Install insulation and drywall/backerboard
Tape, float the room
Prep, prime and first coat of paint
Install ceramic tile for tub surround
Install ceramic tile on floor
Install vanity (free standing, not a built-in), countertop and faucets
Install trim
Reinstall toilet
Caulk anything that needs it
Second coat paint / touch up 
Install mirror and lighting

I rearranged the order as I'd do it.


----------



## kimberland30 (Jan 22, 2008)

I agree with 47_47, however I'd do all the painting before putting in the floor, then do touch ups after everything is in and done.
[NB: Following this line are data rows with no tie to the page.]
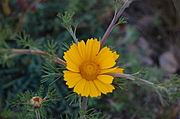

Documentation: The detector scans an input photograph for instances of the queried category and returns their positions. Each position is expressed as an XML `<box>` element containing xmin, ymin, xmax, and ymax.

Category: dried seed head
<box><xmin>30</xmin><ymin>96</ymin><xmax>43</xmax><ymax>108</ymax></box>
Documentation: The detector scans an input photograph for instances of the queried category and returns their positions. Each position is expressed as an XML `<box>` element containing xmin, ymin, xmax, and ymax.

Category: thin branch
<box><xmin>10</xmin><ymin>49</ymin><xmax>66</xmax><ymax>66</ymax></box>
<box><xmin>100</xmin><ymin>13</ymin><xmax>116</xmax><ymax>48</ymax></box>
<box><xmin>100</xmin><ymin>0</ymin><xmax>132</xmax><ymax>47</ymax></box>
<box><xmin>109</xmin><ymin>73</ymin><xmax>168</xmax><ymax>105</ymax></box>
<box><xmin>108</xmin><ymin>73</ymin><xmax>155</xmax><ymax>86</ymax></box>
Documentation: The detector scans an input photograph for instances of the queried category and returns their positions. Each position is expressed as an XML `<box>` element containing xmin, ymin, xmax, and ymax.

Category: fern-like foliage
<box><xmin>57</xmin><ymin>11</ymin><xmax>79</xmax><ymax>43</ymax></box>
<box><xmin>16</xmin><ymin>32</ymin><xmax>39</xmax><ymax>49</ymax></box>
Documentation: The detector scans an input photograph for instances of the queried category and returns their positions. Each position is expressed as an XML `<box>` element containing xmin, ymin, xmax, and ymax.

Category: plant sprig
<box><xmin>57</xmin><ymin>11</ymin><xmax>79</xmax><ymax>44</ymax></box>
<box><xmin>16</xmin><ymin>32</ymin><xmax>39</xmax><ymax>49</ymax></box>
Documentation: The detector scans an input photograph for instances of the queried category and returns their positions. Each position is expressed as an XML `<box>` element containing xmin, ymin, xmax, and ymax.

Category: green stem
<box><xmin>35</xmin><ymin>110</ymin><xmax>40</xmax><ymax>119</ymax></box>
<box><xmin>80</xmin><ymin>97</ymin><xmax>87</xmax><ymax>119</ymax></box>
<box><xmin>38</xmin><ymin>110</ymin><xmax>41</xmax><ymax>119</ymax></box>
<box><xmin>68</xmin><ymin>27</ymin><xmax>78</xmax><ymax>44</ymax></box>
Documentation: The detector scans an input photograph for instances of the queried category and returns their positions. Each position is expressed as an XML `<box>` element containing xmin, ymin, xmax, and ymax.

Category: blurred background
<box><xmin>0</xmin><ymin>0</ymin><xmax>179</xmax><ymax>119</ymax></box>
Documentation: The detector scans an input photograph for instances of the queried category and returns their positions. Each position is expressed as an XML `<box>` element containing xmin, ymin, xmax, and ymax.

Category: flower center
<box><xmin>80</xmin><ymin>62</ymin><xmax>99</xmax><ymax>81</ymax></box>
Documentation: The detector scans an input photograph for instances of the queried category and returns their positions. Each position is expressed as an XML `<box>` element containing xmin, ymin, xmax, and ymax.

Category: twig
<box><xmin>100</xmin><ymin>0</ymin><xmax>132</xmax><ymax>47</ymax></box>
<box><xmin>10</xmin><ymin>49</ymin><xmax>66</xmax><ymax>66</ymax></box>
<box><xmin>107</xmin><ymin>73</ymin><xmax>135</xmax><ymax>80</ymax></box>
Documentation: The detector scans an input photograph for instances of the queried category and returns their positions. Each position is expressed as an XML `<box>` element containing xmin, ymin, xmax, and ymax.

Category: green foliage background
<box><xmin>0</xmin><ymin>0</ymin><xmax>179</xmax><ymax>119</ymax></box>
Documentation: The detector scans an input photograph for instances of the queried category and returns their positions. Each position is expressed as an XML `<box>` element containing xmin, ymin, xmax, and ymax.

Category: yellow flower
<box><xmin>63</xmin><ymin>38</ymin><xmax>124</xmax><ymax>97</ymax></box>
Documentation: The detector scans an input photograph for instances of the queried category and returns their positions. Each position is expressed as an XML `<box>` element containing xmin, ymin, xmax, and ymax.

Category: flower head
<box><xmin>63</xmin><ymin>38</ymin><xmax>124</xmax><ymax>97</ymax></box>
<box><xmin>30</xmin><ymin>96</ymin><xmax>43</xmax><ymax>108</ymax></box>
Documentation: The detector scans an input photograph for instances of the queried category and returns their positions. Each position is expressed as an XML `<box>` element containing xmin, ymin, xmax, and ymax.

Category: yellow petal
<box><xmin>77</xmin><ymin>40</ymin><xmax>86</xmax><ymax>59</ymax></box>
<box><xmin>99</xmin><ymin>67</ymin><xmax>124</xmax><ymax>74</ymax></box>
<box><xmin>94</xmin><ymin>80</ymin><xmax>112</xmax><ymax>94</ymax></box>
<box><xmin>113</xmin><ymin>51</ymin><xmax>119</xmax><ymax>60</ymax></box>
<box><xmin>89</xmin><ymin>81</ymin><xmax>101</xmax><ymax>97</ymax></box>
<box><xmin>81</xmin><ymin>81</ymin><xmax>90</xmax><ymax>97</ymax></box>
<box><xmin>97</xmin><ymin>75</ymin><xmax>114</xmax><ymax>84</ymax></box>
<box><xmin>64</xmin><ymin>43</ymin><xmax>82</xmax><ymax>65</ymax></box>
<box><xmin>63</xmin><ymin>70</ymin><xmax>78</xmax><ymax>81</ymax></box>
<box><xmin>105</xmin><ymin>84</ymin><xmax>115</xmax><ymax>92</ymax></box>
<box><xmin>63</xmin><ymin>43</ymin><xmax>82</xmax><ymax>72</ymax></box>
<box><xmin>85</xmin><ymin>39</ymin><xmax>93</xmax><ymax>60</ymax></box>
<box><xmin>86</xmin><ymin>38</ymin><xmax>100</xmax><ymax>60</ymax></box>
<box><xmin>66</xmin><ymin>61</ymin><xmax>79</xmax><ymax>72</ymax></box>
<box><xmin>110</xmin><ymin>68</ymin><xmax>124</xmax><ymax>74</ymax></box>
<box><xmin>95</xmin><ymin>47</ymin><xmax>116</xmax><ymax>69</ymax></box>
<box><xmin>63</xmin><ymin>71</ymin><xmax>82</xmax><ymax>88</ymax></box>
<box><xmin>73</xmin><ymin>78</ymin><xmax>86</xmax><ymax>95</ymax></box>
<box><xmin>99</xmin><ymin>67</ymin><xmax>118</xmax><ymax>74</ymax></box>
<box><xmin>91</xmin><ymin>39</ymin><xmax>100</xmax><ymax>57</ymax></box>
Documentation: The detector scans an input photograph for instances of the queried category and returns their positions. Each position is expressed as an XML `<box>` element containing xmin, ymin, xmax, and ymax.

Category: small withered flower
<box><xmin>30</xmin><ymin>96</ymin><xmax>43</xmax><ymax>108</ymax></box>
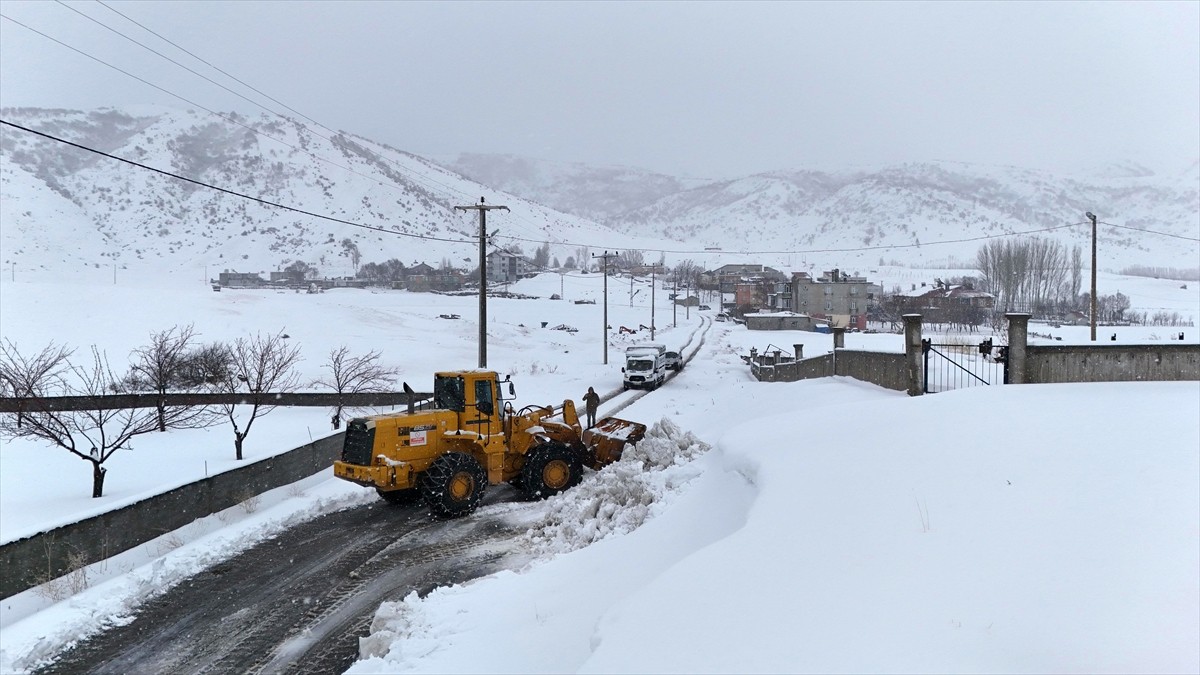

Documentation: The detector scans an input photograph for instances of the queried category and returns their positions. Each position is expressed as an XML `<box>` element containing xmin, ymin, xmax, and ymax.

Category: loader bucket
<box><xmin>581</xmin><ymin>416</ymin><xmax>647</xmax><ymax>469</ymax></box>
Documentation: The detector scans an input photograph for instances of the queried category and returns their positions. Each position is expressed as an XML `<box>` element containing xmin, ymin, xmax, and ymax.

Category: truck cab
<box><xmin>622</xmin><ymin>343</ymin><xmax>667</xmax><ymax>390</ymax></box>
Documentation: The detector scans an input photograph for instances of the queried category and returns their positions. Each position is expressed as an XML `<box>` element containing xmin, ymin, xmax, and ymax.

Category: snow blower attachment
<box><xmin>333</xmin><ymin>370</ymin><xmax>646</xmax><ymax>518</ymax></box>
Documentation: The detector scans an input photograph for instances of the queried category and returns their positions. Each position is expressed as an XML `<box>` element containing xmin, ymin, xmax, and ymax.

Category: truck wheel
<box><xmin>420</xmin><ymin>452</ymin><xmax>487</xmax><ymax>518</ymax></box>
<box><xmin>522</xmin><ymin>443</ymin><xmax>583</xmax><ymax>500</ymax></box>
<box><xmin>376</xmin><ymin>487</ymin><xmax>420</xmax><ymax>505</ymax></box>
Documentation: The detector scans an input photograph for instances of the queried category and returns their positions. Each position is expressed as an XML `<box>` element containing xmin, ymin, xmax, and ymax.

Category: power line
<box><xmin>0</xmin><ymin>11</ymin><xmax>470</xmax><ymax>214</ymax></box>
<box><xmin>495</xmin><ymin>222</ymin><xmax>1086</xmax><ymax>257</ymax></box>
<box><xmin>1099</xmin><ymin>221</ymin><xmax>1200</xmax><ymax>243</ymax></box>
<box><xmin>0</xmin><ymin>119</ymin><xmax>474</xmax><ymax>245</ymax></box>
<box><xmin>10</xmin><ymin>9</ymin><xmax>1196</xmax><ymax>260</ymax></box>
<box><xmin>80</xmin><ymin>1</ymin><xmax>523</xmax><ymax>216</ymax></box>
<box><xmin>92</xmin><ymin>0</ymin><xmax>331</xmax><ymax>134</ymax></box>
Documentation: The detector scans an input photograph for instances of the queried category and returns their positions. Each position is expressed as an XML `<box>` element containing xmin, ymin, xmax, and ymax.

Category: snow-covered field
<box><xmin>0</xmin><ymin>271</ymin><xmax>1197</xmax><ymax>673</ymax></box>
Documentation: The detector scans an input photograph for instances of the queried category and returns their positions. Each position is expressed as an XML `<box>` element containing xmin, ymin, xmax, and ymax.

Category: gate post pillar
<box><xmin>1006</xmin><ymin>313</ymin><xmax>1030</xmax><ymax>384</ymax></box>
<box><xmin>903</xmin><ymin>314</ymin><xmax>923</xmax><ymax>396</ymax></box>
<box><xmin>832</xmin><ymin>327</ymin><xmax>846</xmax><ymax>349</ymax></box>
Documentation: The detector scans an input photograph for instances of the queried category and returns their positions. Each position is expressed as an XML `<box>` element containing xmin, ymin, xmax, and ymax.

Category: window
<box><xmin>475</xmin><ymin>379</ymin><xmax>494</xmax><ymax>415</ymax></box>
<box><xmin>433</xmin><ymin>375</ymin><xmax>465</xmax><ymax>412</ymax></box>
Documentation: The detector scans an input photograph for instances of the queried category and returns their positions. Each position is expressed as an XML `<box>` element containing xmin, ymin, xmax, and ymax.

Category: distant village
<box><xmin>213</xmin><ymin>248</ymin><xmax>1017</xmax><ymax>334</ymax></box>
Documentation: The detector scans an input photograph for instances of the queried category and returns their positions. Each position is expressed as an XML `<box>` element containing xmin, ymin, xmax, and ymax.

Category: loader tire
<box><xmin>522</xmin><ymin>443</ymin><xmax>583</xmax><ymax>500</ymax></box>
<box><xmin>375</xmin><ymin>487</ymin><xmax>420</xmax><ymax>505</ymax></box>
<box><xmin>420</xmin><ymin>452</ymin><xmax>487</xmax><ymax>518</ymax></box>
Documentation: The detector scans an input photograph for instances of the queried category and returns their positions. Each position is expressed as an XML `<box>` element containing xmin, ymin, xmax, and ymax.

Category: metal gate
<box><xmin>922</xmin><ymin>338</ymin><xmax>1008</xmax><ymax>393</ymax></box>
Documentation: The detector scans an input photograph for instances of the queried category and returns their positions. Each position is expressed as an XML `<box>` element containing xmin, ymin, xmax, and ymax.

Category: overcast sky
<box><xmin>1</xmin><ymin>0</ymin><xmax>1197</xmax><ymax>178</ymax></box>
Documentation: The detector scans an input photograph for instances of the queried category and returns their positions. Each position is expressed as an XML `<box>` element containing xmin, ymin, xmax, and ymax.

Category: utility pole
<box><xmin>1086</xmin><ymin>211</ymin><xmax>1098</xmax><ymax>342</ymax></box>
<box><xmin>672</xmin><ymin>274</ymin><xmax>677</xmax><ymax>328</ymax></box>
<box><xmin>455</xmin><ymin>197</ymin><xmax>509</xmax><ymax>367</ymax></box>
<box><xmin>630</xmin><ymin>273</ymin><xmax>634</xmax><ymax>307</ymax></box>
<box><xmin>651</xmin><ymin>267</ymin><xmax>656</xmax><ymax>340</ymax></box>
<box><xmin>593</xmin><ymin>251</ymin><xmax>617</xmax><ymax>364</ymax></box>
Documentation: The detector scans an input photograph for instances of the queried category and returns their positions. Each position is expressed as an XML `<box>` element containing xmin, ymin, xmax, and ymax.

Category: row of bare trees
<box><xmin>0</xmin><ymin>327</ymin><xmax>398</xmax><ymax>498</ymax></box>
<box><xmin>975</xmin><ymin>238</ymin><xmax>1083</xmax><ymax>316</ymax></box>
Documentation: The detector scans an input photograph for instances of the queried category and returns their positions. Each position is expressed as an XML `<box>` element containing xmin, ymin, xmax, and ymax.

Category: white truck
<box><xmin>622</xmin><ymin>343</ymin><xmax>667</xmax><ymax>390</ymax></box>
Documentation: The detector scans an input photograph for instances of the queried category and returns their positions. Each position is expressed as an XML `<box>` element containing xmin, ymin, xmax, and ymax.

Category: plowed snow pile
<box><xmin>525</xmin><ymin>418</ymin><xmax>710</xmax><ymax>554</ymax></box>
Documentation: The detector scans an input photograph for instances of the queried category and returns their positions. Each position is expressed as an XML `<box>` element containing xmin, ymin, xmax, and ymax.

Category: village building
<box><xmin>790</xmin><ymin>269</ymin><xmax>880</xmax><ymax>330</ymax></box>
<box><xmin>486</xmin><ymin>251</ymin><xmax>533</xmax><ymax>283</ymax></box>
<box><xmin>893</xmin><ymin>281</ymin><xmax>996</xmax><ymax>327</ymax></box>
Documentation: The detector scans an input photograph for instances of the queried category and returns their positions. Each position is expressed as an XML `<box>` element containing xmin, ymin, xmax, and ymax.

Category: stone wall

That's what we did when we did our hall bathroom. We didn't take it down to the studs, but this is what we did:

Removed vanity and toilet.
Removed wallpaper, primed and painted 2 coats.
Painted vanity.
Installed tile flooring.
Installed wainscoting, base, chair rail and crown.
Caulked and touch up painted where needed.
Reinstalled vanity and toilet.
Installed new mirror and cabinet.
Hang pictures/toilet accessories.


----------



## MT Stringer (Oct 19, 2008)

Great.
Thanks for the replies.
Mike


----------